Yield: 2 ½ cups (13 ounces) chopped fat • Mixing And Shaping Time: 10 minutes, Cooking Time: 30 minutes
1 cup vital wheat gluten
1 tablespoon plus 1 teaspoon organic granulated sugar
1 tablespoon plus 1 teaspoon onion powder
2 teaspoons smoked salt
1 cup water
1 tablespoon refined coconut oil, melted
Set up a steamer (page 23). Tear off a 12-inch sheet of foil and a 10-inch sheet of parchment paper. Line the foil with the parchment paper.
In a medium bowl, whisk together the vital wheat gluten, sugar, onion powder, and smoked salt.
In a cup, stir together the water and oil. Stir the wet mixture into the dry mixture and knead with your hands just until mixed.
Place the dough on the parchment-paper lined foil and flatten it to a ½-inch thickness. Fold the parchment paper over the dough and wrap the dough with the foil tightly, crimping and sealing the packet.

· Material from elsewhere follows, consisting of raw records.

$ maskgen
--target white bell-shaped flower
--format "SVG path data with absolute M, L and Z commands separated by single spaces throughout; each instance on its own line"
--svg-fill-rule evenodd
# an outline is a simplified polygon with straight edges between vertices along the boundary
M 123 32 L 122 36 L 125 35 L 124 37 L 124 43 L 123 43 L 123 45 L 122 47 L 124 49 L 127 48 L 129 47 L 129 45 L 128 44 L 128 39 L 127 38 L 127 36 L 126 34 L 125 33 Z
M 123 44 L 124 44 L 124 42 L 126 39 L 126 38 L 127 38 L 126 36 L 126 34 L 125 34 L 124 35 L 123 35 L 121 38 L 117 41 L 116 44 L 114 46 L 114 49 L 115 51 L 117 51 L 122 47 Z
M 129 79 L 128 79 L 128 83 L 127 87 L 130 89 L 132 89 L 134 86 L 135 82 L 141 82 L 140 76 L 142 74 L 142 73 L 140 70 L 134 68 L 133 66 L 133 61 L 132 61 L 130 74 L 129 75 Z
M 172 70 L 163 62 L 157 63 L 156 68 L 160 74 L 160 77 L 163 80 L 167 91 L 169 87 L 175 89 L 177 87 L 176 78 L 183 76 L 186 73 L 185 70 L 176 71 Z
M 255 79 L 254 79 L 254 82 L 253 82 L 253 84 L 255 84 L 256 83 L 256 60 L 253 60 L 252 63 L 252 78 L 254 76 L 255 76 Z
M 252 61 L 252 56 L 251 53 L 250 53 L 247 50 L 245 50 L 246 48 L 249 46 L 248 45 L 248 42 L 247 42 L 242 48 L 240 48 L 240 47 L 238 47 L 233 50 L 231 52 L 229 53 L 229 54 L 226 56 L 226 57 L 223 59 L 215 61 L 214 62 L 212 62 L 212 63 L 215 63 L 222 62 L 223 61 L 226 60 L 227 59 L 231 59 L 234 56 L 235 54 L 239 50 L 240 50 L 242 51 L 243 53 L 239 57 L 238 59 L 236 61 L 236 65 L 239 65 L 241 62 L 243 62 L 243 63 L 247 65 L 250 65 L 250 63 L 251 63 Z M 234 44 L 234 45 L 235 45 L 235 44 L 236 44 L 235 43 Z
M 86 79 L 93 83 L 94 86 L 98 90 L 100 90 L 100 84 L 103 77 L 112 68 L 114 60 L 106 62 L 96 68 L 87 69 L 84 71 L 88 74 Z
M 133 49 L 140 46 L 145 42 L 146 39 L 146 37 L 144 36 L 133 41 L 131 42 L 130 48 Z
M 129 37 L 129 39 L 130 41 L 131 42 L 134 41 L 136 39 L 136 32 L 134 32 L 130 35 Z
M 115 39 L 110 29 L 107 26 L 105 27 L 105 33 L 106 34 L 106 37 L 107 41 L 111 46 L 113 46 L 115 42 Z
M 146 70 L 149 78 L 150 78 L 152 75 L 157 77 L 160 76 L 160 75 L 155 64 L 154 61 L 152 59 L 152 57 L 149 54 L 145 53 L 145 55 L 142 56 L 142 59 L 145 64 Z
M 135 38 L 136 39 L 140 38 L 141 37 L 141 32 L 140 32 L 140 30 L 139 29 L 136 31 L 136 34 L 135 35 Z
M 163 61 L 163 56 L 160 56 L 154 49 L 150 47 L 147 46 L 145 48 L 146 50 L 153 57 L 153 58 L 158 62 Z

Place the packet in the steamer and steam for 30 minutes, or until the internal temperature reaches 180°F. Remove from the heat. Set aside to cool completely.
Unwrap the packet and slice the fat into thin strips. Dice the strips into ¼- to ½-inch cubes, so they look like ground fat chunks.
Use in recipes or store for up to 1 week in the refrigerator, tightly wrapped, or up to 3 months in the freezer.